Ok, I don't know how to edit a post, or why it removed that section, but it should read "this is from .insert baka's name. before they die"
People who are savvy enough to know how to ask NPCs to do very specific things are probably not going to be ignorant of the fact that this often costs money.
After a few days of dealing with this I can already say that it definitely makes it less fun to play a medtech. Medical is not a highly rewarding skill to train and automating the one thing medtechs can apply their skill toward to make money harms both income and RP--responding to calls is how a lot of RP starts and that whole step gets skipped if people just drag the dead person to the NPC who will fix them for free.
Is it really that much different from the scripted NPC doctor healing?
That costs money, and much more money than PC medics charge.

You can't get a free tow from an NPC or a free NPC taxi. It should be the same for medicine.

Charging for this service is certainly something we can discuss. What are your opinions on what it should cost?

@Vera looking at you specifically since you have some experience in this area.

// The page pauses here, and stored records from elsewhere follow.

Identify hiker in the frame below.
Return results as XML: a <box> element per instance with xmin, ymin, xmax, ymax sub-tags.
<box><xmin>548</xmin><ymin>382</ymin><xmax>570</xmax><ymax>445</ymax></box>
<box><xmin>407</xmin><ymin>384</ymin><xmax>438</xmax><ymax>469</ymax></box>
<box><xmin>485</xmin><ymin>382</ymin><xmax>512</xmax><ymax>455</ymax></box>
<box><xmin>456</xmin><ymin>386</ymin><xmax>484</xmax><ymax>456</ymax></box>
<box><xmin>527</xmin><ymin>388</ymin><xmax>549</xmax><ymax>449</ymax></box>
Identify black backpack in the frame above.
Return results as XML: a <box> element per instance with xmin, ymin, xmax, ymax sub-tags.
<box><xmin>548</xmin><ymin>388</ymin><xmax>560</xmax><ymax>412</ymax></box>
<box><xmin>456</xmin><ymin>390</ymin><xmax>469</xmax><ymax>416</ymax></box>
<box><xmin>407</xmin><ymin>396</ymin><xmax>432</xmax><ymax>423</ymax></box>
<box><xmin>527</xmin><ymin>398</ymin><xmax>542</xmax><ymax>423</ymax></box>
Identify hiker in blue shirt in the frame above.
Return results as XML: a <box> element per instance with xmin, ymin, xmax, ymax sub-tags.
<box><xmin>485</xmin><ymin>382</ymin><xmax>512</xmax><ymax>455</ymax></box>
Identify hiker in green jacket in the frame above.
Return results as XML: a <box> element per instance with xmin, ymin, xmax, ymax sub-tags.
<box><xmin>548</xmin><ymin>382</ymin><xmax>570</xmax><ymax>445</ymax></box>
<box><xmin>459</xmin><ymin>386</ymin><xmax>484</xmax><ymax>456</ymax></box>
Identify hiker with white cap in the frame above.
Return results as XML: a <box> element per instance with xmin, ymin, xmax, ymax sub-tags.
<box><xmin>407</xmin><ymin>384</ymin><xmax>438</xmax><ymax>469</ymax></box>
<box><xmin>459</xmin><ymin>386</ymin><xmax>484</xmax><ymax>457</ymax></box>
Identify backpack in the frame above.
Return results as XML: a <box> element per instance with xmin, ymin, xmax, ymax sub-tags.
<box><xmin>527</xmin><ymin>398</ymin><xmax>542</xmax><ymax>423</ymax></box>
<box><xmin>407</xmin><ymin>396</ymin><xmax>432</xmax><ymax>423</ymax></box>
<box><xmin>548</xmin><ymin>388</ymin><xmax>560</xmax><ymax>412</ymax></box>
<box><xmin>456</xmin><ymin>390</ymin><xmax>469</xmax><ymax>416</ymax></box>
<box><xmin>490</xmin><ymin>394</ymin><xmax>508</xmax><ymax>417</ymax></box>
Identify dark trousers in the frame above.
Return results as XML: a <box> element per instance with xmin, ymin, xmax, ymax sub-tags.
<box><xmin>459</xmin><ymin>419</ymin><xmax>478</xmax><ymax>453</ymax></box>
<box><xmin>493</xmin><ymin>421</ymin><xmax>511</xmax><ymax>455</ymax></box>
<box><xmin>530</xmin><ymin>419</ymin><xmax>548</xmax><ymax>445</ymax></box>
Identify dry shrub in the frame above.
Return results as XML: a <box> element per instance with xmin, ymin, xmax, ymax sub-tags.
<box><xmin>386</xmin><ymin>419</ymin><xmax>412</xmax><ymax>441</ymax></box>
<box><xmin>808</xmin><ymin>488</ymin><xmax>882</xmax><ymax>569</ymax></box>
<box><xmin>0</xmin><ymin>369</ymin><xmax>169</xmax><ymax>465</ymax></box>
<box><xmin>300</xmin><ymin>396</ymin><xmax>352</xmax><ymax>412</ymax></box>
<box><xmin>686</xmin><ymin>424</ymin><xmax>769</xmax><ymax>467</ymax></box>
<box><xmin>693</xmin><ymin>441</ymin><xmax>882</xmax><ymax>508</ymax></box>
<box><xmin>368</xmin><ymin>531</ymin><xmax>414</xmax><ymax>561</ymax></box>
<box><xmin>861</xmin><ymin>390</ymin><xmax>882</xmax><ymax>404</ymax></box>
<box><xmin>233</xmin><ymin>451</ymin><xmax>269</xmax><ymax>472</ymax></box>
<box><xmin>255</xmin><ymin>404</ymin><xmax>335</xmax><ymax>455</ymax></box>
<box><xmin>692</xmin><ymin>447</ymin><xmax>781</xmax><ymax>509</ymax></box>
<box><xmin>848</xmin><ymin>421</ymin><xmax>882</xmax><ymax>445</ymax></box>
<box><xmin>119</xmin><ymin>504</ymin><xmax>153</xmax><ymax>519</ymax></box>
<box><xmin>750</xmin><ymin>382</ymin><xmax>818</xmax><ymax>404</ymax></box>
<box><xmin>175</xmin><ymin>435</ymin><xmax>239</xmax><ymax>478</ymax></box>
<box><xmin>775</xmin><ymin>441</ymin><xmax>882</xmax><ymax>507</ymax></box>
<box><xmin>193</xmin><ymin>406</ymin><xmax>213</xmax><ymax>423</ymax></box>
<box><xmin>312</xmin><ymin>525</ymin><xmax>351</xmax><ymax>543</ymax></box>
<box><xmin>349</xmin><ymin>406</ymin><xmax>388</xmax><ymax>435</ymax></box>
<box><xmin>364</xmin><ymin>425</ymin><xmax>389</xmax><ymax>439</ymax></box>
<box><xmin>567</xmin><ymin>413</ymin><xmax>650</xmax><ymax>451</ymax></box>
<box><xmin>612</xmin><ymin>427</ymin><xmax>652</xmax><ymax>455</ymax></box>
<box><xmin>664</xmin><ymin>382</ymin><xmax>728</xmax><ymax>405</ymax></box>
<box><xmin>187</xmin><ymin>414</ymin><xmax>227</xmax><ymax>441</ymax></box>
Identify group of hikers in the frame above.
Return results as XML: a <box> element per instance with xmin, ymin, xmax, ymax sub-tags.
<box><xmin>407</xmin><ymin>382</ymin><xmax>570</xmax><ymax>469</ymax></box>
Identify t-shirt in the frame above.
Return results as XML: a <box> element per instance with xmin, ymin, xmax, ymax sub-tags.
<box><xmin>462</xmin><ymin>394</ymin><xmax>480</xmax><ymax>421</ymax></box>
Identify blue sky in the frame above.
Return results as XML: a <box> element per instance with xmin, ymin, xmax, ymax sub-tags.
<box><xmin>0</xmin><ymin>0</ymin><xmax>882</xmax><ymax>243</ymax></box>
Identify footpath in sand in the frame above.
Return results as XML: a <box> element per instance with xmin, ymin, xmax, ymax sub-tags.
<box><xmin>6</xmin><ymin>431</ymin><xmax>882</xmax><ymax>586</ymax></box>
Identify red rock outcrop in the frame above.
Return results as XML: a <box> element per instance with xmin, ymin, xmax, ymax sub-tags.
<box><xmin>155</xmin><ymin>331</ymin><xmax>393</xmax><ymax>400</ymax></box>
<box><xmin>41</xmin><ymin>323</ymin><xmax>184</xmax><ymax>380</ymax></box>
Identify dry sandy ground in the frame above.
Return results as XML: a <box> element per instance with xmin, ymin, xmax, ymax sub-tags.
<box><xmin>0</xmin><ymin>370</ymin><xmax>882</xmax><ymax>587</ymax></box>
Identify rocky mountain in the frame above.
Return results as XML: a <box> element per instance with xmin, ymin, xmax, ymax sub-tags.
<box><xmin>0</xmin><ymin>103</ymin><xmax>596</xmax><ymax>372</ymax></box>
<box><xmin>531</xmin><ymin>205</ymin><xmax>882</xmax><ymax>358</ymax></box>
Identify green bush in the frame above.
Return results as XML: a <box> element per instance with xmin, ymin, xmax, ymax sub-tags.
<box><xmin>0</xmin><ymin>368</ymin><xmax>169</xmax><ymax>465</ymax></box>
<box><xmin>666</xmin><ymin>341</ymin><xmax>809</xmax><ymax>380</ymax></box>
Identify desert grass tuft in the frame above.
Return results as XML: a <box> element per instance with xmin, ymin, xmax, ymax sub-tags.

But everyone else please chime in.

2000c would make it more than a player would probably charge, but less than the cost of other methods of death circumvention.
Cheaper than a corpse cloning.
More than a player charges, less than a corpse clone costs, and lacking the penalties associated with corpse cloning make it still a pretty solid deal money-wise while avoiding it being free. Sounds fine to me.
Was the chief reason why this automation was implemented to save GM time, or to save player's lives when GMs and player doctors aren't around?
Kroack --

Consider this, a GM is running plots which involve death. The GM is puppeting 3-10 NPCs. All have distinct personalities. Deaths happen. Now the GM needs to puppet the doc and remember to type resus every 30 seconds for a few minutes while still probably fighting with some of their other NPCs, and engaging in aftermath RP with players. It's a lot to balance.

Or, no player docs are around, a GM is in the middle of some RP and has to pick up a Doc and muddle through the resus procedure while not losing hold of the other RP they are engaged with.

Or, no players and no GMs are around and PvP happens and someone dies and has to be corpse cloned because the doc couldn't resus them automatically.

-- S

Being a GM is hard.
Was the pay to resuscitate by an NPC Doctor implemented?